The ACME experiment uses molecules of thorium monoxide to look at the electron electric dipole moment. Thorium monoxide, or ThO, is a diatomic molecule, meaning that it consists of two atoms bonded together. Most molecules you see in daily life have more atoms – for example water is H_2 O – so three atoms. But ThO has several great features that allow our experiment to be so sensitive to new physics, but it also comes at a cost: molecules, even simple ones like ThO, have a much more complex structure and so are more difficult to control to our hearts’ desire.

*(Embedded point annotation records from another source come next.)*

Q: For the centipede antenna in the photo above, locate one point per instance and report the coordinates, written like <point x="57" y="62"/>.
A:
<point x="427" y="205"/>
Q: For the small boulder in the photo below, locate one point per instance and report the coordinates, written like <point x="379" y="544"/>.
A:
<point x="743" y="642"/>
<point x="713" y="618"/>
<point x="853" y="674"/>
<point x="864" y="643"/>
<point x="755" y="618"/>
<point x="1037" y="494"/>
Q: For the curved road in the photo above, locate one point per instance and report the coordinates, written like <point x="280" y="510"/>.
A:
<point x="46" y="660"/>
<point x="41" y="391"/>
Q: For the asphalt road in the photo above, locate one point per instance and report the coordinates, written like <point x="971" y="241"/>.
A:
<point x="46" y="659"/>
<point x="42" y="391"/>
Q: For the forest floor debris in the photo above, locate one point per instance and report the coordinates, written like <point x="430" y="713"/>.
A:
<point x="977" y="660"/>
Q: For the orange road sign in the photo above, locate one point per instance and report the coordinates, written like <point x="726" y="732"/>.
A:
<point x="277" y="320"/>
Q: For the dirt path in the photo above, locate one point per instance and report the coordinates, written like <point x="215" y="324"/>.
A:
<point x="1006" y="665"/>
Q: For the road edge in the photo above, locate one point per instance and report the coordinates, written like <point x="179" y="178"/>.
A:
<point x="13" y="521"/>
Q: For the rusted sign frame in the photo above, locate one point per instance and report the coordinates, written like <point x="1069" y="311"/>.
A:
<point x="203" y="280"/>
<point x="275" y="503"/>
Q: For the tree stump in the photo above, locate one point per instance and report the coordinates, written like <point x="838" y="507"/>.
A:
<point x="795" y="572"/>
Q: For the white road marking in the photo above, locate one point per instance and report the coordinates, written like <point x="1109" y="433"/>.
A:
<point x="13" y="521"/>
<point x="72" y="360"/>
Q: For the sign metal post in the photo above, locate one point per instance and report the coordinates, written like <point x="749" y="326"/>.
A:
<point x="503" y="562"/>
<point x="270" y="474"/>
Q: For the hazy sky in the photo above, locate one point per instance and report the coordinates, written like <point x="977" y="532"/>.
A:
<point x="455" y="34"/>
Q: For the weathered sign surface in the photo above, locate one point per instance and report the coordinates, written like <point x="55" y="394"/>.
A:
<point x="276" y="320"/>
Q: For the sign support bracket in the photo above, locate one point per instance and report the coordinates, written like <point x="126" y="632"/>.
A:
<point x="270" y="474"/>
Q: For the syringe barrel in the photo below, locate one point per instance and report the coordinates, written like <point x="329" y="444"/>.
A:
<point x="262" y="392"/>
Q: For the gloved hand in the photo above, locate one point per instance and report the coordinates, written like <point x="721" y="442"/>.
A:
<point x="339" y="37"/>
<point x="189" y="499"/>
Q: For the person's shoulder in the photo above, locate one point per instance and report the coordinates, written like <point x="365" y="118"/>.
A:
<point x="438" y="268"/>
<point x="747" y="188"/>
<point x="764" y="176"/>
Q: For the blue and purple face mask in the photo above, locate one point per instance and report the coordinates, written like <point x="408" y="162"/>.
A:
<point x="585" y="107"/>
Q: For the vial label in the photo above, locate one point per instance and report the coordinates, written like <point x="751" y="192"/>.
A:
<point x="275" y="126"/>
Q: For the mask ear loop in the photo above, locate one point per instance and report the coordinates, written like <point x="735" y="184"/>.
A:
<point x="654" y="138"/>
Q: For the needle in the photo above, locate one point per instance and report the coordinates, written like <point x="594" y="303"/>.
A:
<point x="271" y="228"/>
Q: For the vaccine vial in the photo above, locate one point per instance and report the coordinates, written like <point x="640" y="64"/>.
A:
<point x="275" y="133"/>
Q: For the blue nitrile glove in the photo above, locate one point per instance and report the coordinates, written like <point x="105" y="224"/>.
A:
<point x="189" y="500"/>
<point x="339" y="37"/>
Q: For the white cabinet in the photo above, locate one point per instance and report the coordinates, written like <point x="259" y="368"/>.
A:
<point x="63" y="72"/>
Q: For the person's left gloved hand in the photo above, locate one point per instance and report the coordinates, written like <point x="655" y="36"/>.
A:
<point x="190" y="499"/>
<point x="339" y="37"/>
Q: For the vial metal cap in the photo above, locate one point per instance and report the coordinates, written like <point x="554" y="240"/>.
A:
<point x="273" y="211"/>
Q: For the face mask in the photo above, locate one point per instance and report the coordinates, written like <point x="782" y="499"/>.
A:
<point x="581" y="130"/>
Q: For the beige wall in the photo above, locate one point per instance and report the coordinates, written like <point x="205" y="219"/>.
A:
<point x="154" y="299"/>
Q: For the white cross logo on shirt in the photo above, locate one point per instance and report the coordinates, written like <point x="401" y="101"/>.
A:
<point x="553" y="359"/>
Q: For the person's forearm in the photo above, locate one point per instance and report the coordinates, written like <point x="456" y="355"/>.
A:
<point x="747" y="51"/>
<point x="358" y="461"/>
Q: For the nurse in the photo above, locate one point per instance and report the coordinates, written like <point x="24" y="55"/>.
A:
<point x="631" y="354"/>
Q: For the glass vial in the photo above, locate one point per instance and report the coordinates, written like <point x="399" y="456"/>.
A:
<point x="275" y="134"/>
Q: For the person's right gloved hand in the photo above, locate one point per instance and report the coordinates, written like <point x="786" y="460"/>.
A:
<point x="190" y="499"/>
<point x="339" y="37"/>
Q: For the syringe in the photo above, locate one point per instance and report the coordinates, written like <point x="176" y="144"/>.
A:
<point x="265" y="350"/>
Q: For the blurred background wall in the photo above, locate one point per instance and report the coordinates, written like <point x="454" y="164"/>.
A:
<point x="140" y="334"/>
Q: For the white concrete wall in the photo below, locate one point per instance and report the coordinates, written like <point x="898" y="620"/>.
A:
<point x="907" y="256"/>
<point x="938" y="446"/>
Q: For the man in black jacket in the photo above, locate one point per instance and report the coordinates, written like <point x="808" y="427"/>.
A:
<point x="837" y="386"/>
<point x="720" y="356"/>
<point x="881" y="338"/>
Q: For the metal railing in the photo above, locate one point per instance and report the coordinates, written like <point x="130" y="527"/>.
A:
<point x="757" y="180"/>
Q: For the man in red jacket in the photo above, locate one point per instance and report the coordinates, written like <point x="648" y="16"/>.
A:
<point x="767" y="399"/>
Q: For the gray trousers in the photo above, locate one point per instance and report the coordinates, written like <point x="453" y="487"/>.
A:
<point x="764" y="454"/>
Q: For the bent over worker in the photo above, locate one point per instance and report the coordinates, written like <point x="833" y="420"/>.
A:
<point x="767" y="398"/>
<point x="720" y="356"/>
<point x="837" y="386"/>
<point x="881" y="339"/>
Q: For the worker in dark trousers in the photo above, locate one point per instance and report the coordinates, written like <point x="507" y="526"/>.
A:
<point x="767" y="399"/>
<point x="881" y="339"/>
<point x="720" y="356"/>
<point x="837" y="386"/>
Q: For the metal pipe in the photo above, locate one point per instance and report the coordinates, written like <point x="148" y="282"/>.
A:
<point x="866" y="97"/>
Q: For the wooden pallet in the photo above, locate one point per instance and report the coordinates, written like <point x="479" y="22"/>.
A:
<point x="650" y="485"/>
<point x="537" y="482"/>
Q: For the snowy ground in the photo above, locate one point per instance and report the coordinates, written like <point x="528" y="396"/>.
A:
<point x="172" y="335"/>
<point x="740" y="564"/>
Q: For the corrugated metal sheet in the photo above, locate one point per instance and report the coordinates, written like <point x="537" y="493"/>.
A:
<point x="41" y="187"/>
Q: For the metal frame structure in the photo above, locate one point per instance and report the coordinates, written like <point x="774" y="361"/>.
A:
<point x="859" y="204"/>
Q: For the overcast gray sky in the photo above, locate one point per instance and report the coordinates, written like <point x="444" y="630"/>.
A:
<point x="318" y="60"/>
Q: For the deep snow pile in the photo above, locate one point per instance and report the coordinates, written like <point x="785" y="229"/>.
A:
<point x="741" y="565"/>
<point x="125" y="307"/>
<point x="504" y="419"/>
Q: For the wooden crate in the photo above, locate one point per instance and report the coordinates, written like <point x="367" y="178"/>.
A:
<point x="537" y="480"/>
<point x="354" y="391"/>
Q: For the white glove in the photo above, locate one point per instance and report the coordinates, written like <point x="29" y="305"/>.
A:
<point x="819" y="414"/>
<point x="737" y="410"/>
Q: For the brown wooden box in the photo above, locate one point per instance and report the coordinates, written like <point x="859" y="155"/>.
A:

But luckily in the last few decades advances in laser technology and optics have made it possible to do an experiment with such a molecule. And amazingly, the limits of this method are still nowhere in sight. Last May, two atomic physicists at Harvard, Ivan Kozyrev and Nick Hutzler (who used to work on ACME, and is now at Caltech), published a new paper, Precision Measurement of Time-Reversal Symmetry Violation with Laser-Cooled Polyatomic Molecules. Here they outline a path towards making experiments like ACME, but potentially tens to hundreds to thousands of times better – probing physics at the 100-1000 TeV level – far beyond the reach of any particle collider we can build in the next century. The key is to use polyatomic molecules like YbOH – molecules with three or more atoms. These molecules almost magically retain the relative simplicity of diatomics like ThO but contain other advantages that allow us to, for example, cool and trap it, making it possible to measure things with them more precisely.

While in the past, people have been skeptical of doing complex experiments with molecules, the technology available to us today – precise, stable lasers to address the energy transitions and advancements in atomic physics methods such as laser cooling and trapping – may make these sorts of experiments plausible in the next decade or two. And by that time, it may be the case that they would be our only window into physics at that scale, at least for the next century.